Egypt Feature: Cairo Cuts Gas Supplies to Israel --- Will the Power Play Backfire? (Mills)
Sunday, April 29, 2012 at 8:04
Scott Lucas in Avigdor Lieberman, EA Middle East and Turkey, Egypt, Foreign Policy magazine, Israel, Middle East and Iran, Robin Mills

Robin Mills writes for Foreign Policy:

It must be serious news to make Israel's ultra-hawkish foreign minister turn conciliatory. Yet Avigdor Lieberman described Egypt's April 22 cancellation of its deal to supply Israel with natural gas as "a trade dispute," minimizing the political repercussions of the end to the most significant economic tie between the two erstwhile adversaries. "To turn a business dispute into a diplomatic dispute would be a mistake," Lieberman counseled.

At first sight, the deal's cancellation is a blow to Israel.

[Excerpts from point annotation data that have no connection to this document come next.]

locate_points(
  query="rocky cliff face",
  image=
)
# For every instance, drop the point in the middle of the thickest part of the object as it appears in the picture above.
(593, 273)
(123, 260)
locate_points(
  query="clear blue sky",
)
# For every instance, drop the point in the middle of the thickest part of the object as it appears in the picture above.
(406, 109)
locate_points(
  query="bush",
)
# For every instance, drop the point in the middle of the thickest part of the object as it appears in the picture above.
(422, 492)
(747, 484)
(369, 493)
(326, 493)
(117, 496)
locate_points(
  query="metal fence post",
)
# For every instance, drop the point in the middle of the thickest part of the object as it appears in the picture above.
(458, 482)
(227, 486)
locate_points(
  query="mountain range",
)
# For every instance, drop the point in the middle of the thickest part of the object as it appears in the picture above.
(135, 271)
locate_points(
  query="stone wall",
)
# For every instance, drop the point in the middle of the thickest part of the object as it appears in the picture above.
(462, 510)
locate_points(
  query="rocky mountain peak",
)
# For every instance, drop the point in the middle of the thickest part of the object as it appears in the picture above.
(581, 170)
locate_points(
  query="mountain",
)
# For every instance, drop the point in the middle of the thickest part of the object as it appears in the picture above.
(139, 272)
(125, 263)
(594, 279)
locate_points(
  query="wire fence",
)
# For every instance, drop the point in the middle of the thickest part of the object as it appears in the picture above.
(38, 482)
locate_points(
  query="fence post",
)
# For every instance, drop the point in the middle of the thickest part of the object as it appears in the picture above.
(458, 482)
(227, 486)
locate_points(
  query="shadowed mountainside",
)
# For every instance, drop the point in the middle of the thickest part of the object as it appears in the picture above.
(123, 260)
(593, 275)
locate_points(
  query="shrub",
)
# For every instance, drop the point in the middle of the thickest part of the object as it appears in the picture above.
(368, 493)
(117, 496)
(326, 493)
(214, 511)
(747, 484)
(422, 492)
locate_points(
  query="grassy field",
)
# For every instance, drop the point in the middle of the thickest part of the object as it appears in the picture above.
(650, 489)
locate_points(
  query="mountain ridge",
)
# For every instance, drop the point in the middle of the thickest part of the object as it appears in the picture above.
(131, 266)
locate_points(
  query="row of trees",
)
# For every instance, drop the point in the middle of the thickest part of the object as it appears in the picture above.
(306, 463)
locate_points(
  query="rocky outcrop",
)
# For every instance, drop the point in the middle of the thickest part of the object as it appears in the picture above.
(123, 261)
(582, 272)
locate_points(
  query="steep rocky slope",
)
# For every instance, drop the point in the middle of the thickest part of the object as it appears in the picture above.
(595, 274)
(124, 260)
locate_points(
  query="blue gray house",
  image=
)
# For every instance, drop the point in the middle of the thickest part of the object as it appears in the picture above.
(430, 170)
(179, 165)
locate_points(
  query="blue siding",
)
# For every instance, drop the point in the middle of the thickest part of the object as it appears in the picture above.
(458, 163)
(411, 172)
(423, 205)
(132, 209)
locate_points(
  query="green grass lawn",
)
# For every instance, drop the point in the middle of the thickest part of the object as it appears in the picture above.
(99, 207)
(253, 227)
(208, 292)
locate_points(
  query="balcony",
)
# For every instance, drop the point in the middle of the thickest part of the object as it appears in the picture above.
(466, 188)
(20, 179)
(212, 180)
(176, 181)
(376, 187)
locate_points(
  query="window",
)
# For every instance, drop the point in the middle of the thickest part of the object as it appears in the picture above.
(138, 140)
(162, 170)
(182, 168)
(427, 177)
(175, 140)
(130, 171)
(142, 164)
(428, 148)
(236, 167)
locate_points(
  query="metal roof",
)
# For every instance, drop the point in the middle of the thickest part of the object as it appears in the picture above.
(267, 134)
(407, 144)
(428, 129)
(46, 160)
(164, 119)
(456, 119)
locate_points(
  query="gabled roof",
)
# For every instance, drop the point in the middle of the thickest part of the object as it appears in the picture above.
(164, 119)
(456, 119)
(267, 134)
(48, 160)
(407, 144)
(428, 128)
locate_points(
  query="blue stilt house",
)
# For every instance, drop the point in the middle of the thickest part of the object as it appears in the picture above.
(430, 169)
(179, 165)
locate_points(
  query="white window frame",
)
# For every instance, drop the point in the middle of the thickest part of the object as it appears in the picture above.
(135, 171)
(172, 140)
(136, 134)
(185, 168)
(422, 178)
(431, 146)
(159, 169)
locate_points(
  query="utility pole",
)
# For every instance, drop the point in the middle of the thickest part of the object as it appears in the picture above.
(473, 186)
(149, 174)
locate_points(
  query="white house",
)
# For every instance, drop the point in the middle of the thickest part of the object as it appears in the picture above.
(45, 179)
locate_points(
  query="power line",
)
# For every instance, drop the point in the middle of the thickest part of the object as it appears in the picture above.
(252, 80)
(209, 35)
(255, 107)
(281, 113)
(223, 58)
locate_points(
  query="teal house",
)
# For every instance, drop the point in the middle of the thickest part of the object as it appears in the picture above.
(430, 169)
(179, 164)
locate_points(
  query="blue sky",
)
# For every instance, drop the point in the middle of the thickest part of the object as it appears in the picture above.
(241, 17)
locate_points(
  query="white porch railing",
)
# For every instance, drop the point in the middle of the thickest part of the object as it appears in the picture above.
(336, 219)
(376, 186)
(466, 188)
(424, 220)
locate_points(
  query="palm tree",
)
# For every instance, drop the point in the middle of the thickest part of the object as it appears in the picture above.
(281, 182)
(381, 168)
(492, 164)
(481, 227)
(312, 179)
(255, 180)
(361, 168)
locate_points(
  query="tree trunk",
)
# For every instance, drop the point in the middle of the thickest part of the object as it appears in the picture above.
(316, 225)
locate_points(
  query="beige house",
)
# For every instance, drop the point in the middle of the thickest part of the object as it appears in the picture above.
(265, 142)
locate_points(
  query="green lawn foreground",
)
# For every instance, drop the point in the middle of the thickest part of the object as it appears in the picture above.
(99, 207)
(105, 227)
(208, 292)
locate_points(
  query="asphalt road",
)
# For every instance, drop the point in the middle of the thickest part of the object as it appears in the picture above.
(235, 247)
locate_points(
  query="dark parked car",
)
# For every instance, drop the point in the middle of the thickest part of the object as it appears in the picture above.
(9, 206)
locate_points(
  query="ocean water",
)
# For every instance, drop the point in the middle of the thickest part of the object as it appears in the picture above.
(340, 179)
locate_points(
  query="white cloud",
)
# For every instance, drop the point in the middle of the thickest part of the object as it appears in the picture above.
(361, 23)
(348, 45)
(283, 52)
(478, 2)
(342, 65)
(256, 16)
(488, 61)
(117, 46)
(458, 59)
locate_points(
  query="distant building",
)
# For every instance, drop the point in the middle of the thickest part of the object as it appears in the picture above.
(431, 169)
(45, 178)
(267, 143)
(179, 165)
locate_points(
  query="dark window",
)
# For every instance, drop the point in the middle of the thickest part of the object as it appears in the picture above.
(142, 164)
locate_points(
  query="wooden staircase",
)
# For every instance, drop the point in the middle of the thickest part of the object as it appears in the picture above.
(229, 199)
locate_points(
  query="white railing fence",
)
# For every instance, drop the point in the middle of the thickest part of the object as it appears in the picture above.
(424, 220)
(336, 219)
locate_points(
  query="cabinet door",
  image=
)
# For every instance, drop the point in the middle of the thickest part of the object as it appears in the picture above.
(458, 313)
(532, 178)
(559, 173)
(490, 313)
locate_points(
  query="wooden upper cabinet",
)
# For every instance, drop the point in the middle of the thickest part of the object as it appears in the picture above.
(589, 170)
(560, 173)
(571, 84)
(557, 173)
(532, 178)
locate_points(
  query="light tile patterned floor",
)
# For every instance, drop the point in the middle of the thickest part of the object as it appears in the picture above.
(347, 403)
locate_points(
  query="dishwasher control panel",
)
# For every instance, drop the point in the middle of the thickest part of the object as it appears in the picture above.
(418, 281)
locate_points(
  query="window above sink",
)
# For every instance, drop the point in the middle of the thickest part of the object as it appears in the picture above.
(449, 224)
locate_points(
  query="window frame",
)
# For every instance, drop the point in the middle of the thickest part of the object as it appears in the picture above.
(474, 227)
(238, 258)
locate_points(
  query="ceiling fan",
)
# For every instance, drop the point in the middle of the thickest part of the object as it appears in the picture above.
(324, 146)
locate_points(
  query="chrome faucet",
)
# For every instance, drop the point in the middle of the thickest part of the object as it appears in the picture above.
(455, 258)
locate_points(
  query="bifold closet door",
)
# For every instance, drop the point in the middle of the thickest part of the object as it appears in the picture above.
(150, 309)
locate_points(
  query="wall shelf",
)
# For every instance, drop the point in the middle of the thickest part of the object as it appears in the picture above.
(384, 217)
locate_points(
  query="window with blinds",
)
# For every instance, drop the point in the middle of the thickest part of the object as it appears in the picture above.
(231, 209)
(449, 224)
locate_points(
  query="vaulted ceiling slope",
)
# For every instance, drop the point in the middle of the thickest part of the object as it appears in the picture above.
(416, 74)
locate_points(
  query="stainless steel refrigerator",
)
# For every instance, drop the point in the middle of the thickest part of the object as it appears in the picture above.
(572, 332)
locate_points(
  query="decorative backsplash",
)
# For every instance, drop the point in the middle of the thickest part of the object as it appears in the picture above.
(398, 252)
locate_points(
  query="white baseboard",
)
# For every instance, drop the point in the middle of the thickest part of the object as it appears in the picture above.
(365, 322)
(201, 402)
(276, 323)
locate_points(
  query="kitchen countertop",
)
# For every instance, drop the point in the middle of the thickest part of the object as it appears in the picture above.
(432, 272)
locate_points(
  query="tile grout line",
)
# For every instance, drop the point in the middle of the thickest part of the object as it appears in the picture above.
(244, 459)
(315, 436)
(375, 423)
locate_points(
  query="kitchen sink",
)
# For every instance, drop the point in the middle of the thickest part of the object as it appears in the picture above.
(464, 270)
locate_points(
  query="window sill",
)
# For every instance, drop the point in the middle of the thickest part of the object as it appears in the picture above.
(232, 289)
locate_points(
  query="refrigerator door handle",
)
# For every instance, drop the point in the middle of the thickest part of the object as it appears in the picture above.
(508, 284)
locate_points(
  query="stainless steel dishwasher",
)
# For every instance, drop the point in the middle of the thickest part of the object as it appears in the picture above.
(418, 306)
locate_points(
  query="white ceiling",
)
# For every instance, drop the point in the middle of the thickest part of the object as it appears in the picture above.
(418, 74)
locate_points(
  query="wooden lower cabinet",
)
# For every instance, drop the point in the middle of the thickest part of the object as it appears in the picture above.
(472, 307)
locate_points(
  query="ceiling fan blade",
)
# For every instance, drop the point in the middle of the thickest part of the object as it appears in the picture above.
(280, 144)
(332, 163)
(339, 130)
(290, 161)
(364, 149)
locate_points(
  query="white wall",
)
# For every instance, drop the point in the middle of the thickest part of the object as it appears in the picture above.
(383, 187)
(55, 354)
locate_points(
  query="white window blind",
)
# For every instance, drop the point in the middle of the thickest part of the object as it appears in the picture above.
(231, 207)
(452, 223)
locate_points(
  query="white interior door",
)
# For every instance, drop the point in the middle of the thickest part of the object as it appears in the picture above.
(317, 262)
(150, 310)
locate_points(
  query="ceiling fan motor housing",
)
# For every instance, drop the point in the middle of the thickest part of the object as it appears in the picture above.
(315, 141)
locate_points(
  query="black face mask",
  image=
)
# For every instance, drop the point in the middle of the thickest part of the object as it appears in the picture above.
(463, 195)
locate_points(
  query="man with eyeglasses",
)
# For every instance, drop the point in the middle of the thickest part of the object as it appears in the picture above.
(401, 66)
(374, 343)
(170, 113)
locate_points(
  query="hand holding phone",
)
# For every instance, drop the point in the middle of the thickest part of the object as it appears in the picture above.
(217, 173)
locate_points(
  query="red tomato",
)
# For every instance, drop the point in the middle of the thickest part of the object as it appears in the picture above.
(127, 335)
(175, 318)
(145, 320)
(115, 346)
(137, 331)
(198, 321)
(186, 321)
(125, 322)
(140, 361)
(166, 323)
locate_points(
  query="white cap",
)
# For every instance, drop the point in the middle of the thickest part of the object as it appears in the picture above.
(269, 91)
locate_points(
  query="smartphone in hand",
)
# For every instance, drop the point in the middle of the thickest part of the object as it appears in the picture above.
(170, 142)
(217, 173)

During normal times, 40 percent of its gas needs were met by Egypt. In the deal's absence, Israel's utility company has raised its rates by a third and has turned to burning expensive, dirty fuel oil. Even so, there are fears of blackouts this summer.

The formal cutoff was only the postscript to a long series of interruptions to the gas supply. The pipelines in the Sinai Peninsula have been bombed some 14 times since Egypt's revolution as law and order has broken down and Bedouin tribes have revenged their grievances against the government. Gas flowed to Israel for only 140 days last year, and 25 days in the first three months of this year.

Other Israeli politicians were not as sanguine as Lieberman. Finance Minister Yuval Steinitzworried that the cancellation was "a dangerous precedent which casts a shadow on the peace agreements and the peaceful atmosphere between Egypt and Israel."

Yet the cancellation is neither a challenge to the Camp David Accords nor a purely commercial matter. The decision is instead a product of Egypt's muddled domestic politics, which means short-term pain for Tel Aviv but a longer-term strategic defeat for Cairo. As for the law, it's at least debatable: The 1979 peace treaty obliges Egypt and Israel to maintain normal economic relations, but the gas deal is dealt with in a 2005 memorandum of understanding referencing the treaty. Such memoranda are generally considered nonbinding in international law.

The gas deal with Israel has long been deeply unpopular in Egypt. Quite apart from the unpopularity of trading with a regional pariah, the deal is seen as a giveaway.